Tale requisito costituisce una peculiarità non soltanto per tutti i contratti di multiproprietà (aventi o meno ad oggetto il trasferimento di diritti reali, ovvero un diritto personale di godimento per una durata ultranovennale, su beni immobili, per i quali il requisito deriverebbe comunque dall’art. 1350 del c.c.), ma anche per i contratti che hanno ad oggetto prodotti per le vacanze di lungo termine e per i contratti di rivendita e di scambio.

Il requisito della forma scritta, pertanto, costituisce condizione di validità del negozio, avendo il legislatore attribuito alla mancanza della forma prescritta la conseguenza dell’invalidità dell’intero negozio.
Detto requisito si intende rispettato sia se il contratto è redatto su carta che su altro supporto durevole; ciò che conta è che il consumatore possa sempre disporre del testo del contratto, per far valere i propri diritti ovvero per contestare eventuali inadempimenti della controparte.

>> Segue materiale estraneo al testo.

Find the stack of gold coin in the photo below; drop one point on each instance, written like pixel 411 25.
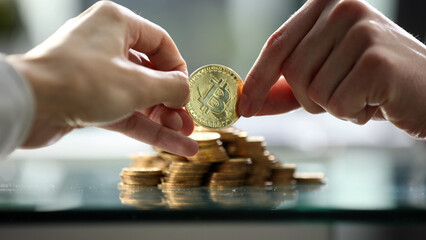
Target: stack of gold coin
pixel 229 174
pixel 141 160
pixel 169 157
pixel 143 198
pixel 210 149
pixel 305 177
pixel 255 149
pixel 185 174
pixel 227 135
pixel 283 174
pixel 140 177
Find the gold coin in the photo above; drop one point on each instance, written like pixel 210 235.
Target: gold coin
pixel 215 91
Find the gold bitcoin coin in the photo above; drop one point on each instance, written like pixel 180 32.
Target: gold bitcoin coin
pixel 215 91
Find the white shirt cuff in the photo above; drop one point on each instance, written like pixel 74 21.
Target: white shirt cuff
pixel 17 107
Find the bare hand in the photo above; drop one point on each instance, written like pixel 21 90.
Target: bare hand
pixel 109 68
pixel 343 57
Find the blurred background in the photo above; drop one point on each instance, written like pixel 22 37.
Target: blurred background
pixel 228 32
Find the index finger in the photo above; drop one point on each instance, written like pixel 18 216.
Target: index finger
pixel 152 40
pixel 267 68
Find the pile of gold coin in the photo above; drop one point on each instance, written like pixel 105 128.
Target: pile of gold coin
pixel 185 174
pixel 210 149
pixel 255 149
pixel 141 160
pixel 140 177
pixel 283 174
pixel 229 174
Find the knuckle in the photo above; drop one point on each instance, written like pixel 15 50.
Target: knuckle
pixel 108 9
pixel 348 10
pixel 312 108
pixel 274 40
pixel 366 32
pixel 316 94
pixel 337 107
pixel 375 59
pixel 182 88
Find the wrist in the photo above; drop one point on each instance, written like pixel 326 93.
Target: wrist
pixel 46 91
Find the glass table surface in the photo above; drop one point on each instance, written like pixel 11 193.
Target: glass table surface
pixel 362 184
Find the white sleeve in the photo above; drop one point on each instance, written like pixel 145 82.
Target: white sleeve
pixel 17 106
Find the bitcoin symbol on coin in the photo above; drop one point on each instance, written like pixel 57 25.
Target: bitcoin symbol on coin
pixel 216 98
pixel 215 90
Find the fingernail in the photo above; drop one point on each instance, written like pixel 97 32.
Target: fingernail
pixel 244 106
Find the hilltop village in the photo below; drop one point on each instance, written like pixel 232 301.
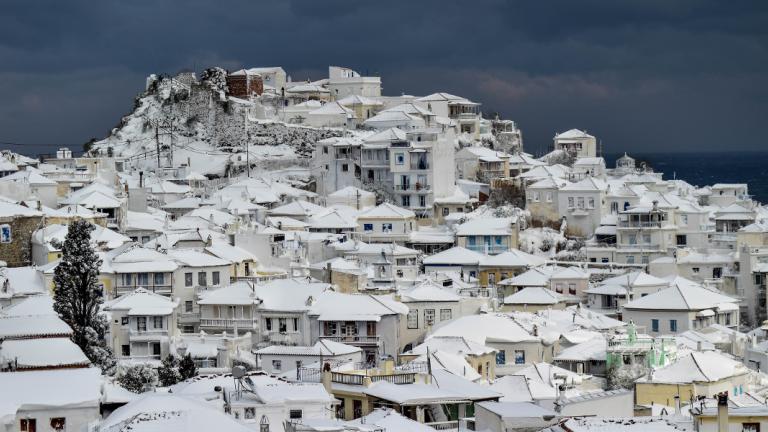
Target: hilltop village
pixel 247 252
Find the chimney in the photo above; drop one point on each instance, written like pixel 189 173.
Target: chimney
pixel 722 411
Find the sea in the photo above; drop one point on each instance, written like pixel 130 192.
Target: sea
pixel 707 168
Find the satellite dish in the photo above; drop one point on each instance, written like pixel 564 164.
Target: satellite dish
pixel 238 372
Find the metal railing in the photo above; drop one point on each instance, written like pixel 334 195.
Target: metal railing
pixel 353 339
pixel 444 425
pixel 229 322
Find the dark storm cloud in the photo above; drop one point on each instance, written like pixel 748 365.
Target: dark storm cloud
pixel 642 75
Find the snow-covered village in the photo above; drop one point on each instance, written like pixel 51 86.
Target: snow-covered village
pixel 258 246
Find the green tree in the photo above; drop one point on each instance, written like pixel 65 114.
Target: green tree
pixel 168 372
pixel 77 295
pixel 187 367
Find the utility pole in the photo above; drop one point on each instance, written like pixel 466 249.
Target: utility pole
pixel 157 144
pixel 247 147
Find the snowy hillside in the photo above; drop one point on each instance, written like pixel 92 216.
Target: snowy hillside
pixel 194 121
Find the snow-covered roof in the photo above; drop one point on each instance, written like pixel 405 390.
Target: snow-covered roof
pixel 428 291
pixel 573 134
pixel 705 366
pixel 139 260
pixel 683 297
pixel 386 211
pixel 454 256
pixel 26 326
pixel 56 352
pixel 534 296
pixel 49 389
pixel 152 412
pixel 487 226
pixel 142 302
pixel 476 328
pixel 334 306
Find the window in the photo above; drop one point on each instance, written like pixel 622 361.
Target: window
pixel 28 425
pixel 413 319
pixel 429 316
pixel 750 427
pixel 445 314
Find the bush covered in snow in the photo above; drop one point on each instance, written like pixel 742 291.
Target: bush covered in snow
pixel 138 378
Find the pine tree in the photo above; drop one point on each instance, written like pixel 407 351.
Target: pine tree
pixel 138 378
pixel 168 372
pixel 77 295
pixel 187 367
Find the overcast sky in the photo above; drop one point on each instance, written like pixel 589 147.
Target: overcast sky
pixel 641 75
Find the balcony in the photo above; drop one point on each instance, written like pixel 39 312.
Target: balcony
pixel 415 187
pixel 488 249
pixel 229 323
pixel 639 224
pixel 151 332
pixel 354 339
pixel 157 289
pixel 641 246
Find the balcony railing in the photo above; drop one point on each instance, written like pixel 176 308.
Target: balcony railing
pixel 354 339
pixel 229 322
pixel 486 248
pixel 444 425
pixel 639 224
pixel 149 332
pixel 413 187
pixel 646 246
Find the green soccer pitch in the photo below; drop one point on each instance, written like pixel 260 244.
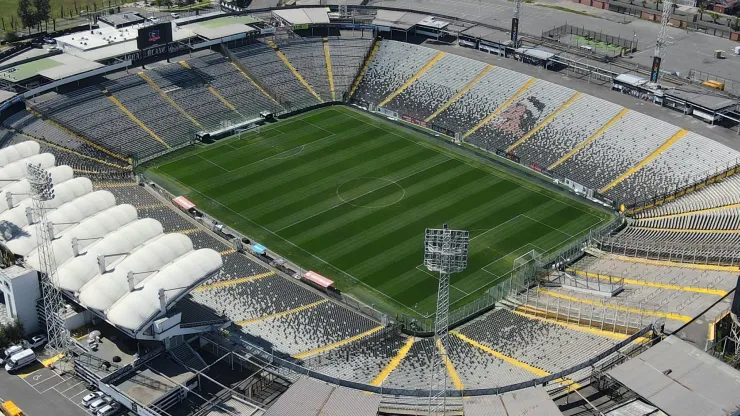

La norma non precisa quali sono le conseguenze del mancato rispetto da parte dell’operatore delle prescrizioni relative all’informativa precontrattuale.
In dottrina si distingue l’ipotesi in cui il contratto non venga redatto in lingua italiana e nella lingua del paese di residenza o cittadinanza del consumatore, da quella in cui manchi una traduzione conforme nella lingua del paese dove è situato l’immobile oggetto del contratto di multiproprietà
La sanzione della nullità si farebbe discendere soltanto dal verificarsi della prima delle due ipotesi.
Si ritiene, inoltre, che debba configurarsi come obbligo gravante sugli operatori che svolgono attività in Italia, e non già come requisito di validità, la consegna al consumatore del contratto anche in lingua italiana, a cui fa riferimento il comma 3 della norma in esame.

Il quarto comma prevede l’inserimento automatico nel contenuto contrattuale delle informazioni precontrattuali; queste costituiscono “parte integrante e sostanziale” del contratto e non possono essere modificate salvo accordo espresso tra le parti, ovvero al sopraggiungere di circostanze eccezionali e imprevedibili, indipendenti dalla volontà dell’operatore, le cui conseguenze non avrebbero potuto essere evitate neanche con la dovuta diligenza.

Il quinto comma si preoccupa di indicare quali ulteriori elementi il contratto deve contenere.
Il primo di questi elementi è costituito dall’indicazione dell’ identità delle parti; si tratta, per la verità, di una precisazione priva di concreto rilievo, considerato che già in base alla disciplina generale, il contratto deve ritenersi nullo ove non contenga l’indicazione delle parti.

Altro elemento che deve contenere è l’indicazione dei luoghi di residenza delle parti.
In particolare, l’indicazione della residenza dell’operatore sarà certamente utile per individuare il soggetto cui far pervenire l’eventuale dichiarazione di recesso, mentre per la residenza del consumatore, l’indicazione sarà utile al fine di individuare il giudice territorialmente competente.

Devono ancora essere indicate la data ed luogo di conclusione del contratto: la data è essenziale per determinare il dies a quo per l’esercizio del diritto di recesso.

Per quanto concerne la precisazione che il contratto deve contenere la firma di ciascuna delle parti, deve escludersi che la mancata sottoscrizione da parte del consumatore delle clausole inerenti il recesso possa comportare le conseguenze che il secondo comma dell’art. 1341 del c.c. ricollega alla mancata specifica approvazione delle c.d. clausole vessatorie.
Infatti, conseguenza della mancata sottoscrizione non sarà né l’inefficacia della clausola né un’eventuale nullità del contratto; piuttosto, tale situazione si ritiene che debba essere assimilata all’ipotesi in cui l’informativa relativa al diritto di recesso non sia stata fornita dall’operatore, con conseguente prolungamento del periodo entro il quale il consumatore potrà esercitare il diritto di ripensamento.